David Akinluyi
- Born: David Akinluyi 10 February 1984 (age 42) Ilesa, Nigeria
- School: Saint Olave's Grammar School
- University: University of Cambridge

Rugby union career
- Position: Wing

Senior career
- Years: Team / Apps / (Points)
- Northampton Saints

= David Akinluyi =

David Akinluyi (born 10 February 1984, in Ilesa, Nigeria) is a rugby union footballer who played on the wing for the Northampton Saints.

==Career==
Akinluyi played rugby while a pupil at St Olave's Grammar School and then at the University of Cambridge. He scored a try for Cambridge in the Varsity Match against Oxford in 2005.

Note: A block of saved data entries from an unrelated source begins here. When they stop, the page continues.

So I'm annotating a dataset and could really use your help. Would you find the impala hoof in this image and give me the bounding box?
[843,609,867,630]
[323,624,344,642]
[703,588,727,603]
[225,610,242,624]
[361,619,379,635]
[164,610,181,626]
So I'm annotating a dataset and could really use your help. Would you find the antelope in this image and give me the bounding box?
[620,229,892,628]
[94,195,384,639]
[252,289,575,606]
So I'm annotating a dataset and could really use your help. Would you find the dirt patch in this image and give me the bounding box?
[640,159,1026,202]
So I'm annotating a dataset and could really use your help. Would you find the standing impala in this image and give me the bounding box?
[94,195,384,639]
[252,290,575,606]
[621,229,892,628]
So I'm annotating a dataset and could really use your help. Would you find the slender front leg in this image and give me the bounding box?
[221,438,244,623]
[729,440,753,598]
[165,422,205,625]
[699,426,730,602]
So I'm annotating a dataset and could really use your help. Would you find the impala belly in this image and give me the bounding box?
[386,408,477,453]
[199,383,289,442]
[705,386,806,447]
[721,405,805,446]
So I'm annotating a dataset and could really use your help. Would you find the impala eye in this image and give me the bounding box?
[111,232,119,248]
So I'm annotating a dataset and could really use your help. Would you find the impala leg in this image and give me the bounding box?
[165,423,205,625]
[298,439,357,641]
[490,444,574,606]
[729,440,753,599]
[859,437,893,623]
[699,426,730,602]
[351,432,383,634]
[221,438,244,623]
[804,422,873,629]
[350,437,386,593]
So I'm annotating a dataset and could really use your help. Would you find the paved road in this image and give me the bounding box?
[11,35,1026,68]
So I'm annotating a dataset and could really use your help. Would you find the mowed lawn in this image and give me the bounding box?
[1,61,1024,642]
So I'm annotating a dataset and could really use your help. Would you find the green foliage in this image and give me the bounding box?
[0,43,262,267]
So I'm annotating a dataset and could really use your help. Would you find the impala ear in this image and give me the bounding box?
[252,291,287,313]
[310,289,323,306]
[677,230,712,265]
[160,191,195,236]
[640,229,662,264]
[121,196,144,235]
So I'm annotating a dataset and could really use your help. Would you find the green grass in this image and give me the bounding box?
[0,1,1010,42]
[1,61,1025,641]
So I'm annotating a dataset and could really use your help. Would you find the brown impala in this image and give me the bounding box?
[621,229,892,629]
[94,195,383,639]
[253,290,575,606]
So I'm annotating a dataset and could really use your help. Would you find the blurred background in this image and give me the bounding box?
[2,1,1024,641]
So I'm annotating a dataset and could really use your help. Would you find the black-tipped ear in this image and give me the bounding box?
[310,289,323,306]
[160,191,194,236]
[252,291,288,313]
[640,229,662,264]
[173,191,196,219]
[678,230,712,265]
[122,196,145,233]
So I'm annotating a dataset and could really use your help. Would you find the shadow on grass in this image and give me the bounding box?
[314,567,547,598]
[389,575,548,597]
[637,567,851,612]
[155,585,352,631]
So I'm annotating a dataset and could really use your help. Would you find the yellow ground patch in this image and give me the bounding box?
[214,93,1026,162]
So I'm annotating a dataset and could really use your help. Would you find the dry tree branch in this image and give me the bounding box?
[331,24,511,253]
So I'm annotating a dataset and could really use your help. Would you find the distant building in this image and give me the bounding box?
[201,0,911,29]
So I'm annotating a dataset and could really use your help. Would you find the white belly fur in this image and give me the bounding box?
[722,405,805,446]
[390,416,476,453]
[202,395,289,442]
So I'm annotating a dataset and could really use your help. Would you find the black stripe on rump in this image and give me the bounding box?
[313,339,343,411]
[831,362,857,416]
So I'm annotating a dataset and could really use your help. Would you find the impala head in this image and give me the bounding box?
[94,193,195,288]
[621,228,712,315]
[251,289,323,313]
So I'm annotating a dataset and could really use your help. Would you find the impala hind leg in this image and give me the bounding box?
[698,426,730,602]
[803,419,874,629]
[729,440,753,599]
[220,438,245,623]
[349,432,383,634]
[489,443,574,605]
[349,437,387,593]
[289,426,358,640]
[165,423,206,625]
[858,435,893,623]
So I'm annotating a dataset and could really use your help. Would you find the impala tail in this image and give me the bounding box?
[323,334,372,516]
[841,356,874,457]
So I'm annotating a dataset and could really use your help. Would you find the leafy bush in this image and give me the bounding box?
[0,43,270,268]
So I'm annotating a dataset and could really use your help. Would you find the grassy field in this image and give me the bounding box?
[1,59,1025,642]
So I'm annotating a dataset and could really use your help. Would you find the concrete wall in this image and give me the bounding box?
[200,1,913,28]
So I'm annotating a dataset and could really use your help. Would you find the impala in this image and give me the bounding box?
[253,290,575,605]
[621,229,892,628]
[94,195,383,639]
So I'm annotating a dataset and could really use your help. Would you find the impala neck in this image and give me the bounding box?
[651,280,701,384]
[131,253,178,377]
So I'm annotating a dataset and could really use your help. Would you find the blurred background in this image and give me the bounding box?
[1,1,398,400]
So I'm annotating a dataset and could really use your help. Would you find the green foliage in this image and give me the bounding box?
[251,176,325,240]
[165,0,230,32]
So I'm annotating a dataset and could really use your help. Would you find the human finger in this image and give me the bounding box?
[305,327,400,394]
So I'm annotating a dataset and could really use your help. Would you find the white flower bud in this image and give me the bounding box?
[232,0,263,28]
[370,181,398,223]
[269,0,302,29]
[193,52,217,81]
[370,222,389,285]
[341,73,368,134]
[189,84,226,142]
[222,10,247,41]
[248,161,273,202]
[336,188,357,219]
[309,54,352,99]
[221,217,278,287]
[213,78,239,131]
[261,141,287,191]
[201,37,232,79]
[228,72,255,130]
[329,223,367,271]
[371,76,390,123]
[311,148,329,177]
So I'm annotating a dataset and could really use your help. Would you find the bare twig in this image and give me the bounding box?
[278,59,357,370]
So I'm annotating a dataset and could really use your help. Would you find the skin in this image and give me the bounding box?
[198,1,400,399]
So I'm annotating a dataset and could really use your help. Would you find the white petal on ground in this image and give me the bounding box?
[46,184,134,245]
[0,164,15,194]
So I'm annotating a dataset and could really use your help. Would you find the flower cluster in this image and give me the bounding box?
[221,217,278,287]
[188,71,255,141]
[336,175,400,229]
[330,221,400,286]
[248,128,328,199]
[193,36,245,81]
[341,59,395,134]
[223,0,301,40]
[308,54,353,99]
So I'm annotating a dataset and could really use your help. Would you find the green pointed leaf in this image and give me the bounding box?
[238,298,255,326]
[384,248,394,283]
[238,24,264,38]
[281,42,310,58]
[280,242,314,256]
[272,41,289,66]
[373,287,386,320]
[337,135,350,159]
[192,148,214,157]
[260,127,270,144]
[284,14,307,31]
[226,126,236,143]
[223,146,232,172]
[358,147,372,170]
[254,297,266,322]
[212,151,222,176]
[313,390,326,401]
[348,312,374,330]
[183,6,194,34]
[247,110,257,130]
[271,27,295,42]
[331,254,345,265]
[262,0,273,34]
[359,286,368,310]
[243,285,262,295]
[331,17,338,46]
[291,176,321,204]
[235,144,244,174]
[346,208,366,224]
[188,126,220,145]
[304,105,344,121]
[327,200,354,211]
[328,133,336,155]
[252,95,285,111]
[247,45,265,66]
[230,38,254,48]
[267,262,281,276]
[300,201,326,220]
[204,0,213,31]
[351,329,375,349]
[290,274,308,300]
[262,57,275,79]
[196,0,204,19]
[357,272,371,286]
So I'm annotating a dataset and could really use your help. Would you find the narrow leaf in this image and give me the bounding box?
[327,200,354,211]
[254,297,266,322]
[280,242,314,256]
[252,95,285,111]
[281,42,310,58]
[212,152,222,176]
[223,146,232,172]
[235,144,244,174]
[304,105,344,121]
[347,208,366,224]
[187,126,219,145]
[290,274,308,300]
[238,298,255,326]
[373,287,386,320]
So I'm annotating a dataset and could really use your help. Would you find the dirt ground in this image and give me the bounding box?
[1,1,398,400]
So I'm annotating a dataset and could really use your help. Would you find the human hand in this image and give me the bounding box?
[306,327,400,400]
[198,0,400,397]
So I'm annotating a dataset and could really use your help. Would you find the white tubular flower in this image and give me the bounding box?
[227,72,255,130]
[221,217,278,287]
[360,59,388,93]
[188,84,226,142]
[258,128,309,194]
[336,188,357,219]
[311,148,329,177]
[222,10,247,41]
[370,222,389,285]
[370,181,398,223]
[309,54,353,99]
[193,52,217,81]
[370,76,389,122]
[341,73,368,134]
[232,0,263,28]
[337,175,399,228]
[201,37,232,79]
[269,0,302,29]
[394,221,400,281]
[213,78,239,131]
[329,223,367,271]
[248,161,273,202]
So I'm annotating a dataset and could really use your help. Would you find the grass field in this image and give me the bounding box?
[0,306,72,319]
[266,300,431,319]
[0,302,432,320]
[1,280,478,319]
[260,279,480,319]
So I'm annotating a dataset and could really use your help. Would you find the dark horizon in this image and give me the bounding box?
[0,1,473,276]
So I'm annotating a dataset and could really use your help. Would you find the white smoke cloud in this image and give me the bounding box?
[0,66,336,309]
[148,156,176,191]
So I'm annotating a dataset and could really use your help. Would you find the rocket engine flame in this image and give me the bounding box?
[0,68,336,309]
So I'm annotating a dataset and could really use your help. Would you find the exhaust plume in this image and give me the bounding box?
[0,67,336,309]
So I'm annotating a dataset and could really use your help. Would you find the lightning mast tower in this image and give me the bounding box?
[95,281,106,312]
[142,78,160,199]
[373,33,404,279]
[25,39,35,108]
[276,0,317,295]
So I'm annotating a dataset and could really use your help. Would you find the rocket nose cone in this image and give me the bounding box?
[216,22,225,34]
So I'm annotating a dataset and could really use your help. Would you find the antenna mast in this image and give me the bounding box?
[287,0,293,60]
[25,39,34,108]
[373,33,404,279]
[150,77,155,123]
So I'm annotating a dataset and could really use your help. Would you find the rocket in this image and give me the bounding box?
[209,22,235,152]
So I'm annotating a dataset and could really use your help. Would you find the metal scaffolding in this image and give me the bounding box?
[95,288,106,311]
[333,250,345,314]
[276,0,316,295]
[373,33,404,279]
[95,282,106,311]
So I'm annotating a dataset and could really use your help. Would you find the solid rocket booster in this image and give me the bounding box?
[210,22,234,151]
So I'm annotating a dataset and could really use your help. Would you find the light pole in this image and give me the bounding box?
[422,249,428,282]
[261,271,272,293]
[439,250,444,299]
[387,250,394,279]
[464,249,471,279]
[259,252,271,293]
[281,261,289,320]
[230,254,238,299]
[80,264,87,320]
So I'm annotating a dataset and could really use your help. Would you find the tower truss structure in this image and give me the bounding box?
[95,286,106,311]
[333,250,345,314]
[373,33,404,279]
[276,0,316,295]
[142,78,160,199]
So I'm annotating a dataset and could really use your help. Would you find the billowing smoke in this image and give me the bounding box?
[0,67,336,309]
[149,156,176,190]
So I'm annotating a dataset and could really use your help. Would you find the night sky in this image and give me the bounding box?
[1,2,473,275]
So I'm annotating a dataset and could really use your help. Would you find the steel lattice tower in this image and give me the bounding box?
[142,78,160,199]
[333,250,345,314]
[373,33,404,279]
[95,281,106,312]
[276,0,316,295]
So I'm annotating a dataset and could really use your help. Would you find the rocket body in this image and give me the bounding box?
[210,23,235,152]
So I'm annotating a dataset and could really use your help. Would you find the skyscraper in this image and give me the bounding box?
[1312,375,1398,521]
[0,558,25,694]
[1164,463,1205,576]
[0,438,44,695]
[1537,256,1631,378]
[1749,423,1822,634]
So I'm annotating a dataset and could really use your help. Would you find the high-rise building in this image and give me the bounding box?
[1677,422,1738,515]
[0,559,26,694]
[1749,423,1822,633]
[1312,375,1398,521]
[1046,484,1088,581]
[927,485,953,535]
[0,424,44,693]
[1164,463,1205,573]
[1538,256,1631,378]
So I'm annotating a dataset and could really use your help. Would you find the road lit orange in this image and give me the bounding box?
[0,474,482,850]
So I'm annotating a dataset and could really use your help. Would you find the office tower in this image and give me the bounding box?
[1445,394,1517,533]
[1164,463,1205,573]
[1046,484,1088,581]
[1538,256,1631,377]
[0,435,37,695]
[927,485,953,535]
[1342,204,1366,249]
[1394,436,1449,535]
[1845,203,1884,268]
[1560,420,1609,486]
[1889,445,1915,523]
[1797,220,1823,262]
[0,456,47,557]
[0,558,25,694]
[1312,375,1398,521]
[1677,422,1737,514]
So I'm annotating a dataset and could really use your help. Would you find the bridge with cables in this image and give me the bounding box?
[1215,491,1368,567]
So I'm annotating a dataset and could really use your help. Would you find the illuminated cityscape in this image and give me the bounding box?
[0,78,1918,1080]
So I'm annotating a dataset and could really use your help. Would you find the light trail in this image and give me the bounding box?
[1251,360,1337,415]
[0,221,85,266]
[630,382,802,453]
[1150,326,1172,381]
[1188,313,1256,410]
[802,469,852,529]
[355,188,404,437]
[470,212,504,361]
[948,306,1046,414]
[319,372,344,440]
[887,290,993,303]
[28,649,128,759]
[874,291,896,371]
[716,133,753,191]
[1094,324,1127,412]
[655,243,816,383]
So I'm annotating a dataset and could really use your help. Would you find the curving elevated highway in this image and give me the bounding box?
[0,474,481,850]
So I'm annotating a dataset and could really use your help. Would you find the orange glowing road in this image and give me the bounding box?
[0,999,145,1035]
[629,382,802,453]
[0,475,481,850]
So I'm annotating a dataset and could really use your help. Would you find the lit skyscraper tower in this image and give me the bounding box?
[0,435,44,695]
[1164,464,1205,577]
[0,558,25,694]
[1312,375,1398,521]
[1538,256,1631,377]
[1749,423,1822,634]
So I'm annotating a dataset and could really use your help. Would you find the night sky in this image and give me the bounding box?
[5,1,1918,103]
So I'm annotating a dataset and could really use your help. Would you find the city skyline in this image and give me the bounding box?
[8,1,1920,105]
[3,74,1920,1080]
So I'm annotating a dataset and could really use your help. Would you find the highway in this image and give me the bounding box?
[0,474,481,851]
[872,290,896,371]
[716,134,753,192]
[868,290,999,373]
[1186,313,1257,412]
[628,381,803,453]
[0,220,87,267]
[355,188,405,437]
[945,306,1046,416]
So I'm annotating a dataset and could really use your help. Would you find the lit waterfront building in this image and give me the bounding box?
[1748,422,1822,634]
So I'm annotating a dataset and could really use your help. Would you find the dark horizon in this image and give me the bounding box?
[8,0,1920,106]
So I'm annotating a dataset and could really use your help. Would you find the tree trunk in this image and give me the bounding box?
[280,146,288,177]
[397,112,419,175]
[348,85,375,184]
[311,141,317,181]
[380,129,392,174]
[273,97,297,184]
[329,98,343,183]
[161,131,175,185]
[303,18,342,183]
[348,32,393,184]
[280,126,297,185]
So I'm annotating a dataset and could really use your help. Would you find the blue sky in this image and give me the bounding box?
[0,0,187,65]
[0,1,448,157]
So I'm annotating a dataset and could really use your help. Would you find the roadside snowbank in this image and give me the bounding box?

Although not unusual for an ex-professional to play in a varsity match, Akinluyi was controversially picked to play for Cambridge in the December 2006 fixture despite the fact that he was a full-time professional. He was, however, removed from the team sheet the afternoon before the game. His younger brother Didi Akinluyi played for Cambridge in the U21 varsity game that year

Due to a variety of injuries he left Northampton in 2007 without ever making his full debut
Since then he has joined Oliver Wyman, a management consultancy specialising in the financial sector.

He played for Old Olavians RFC from 2007 to 2009 before joining the Birmingham and Solihull Bees on a non-contract basis for the 2009/2010.

He has been selected in the Help for Heroes squad for the 2009 Middlesex Sevens (as David Akinlui)

He is in the 2009/2010 England Sevens Training Squad

He is the current Captain of the Nigerian national team.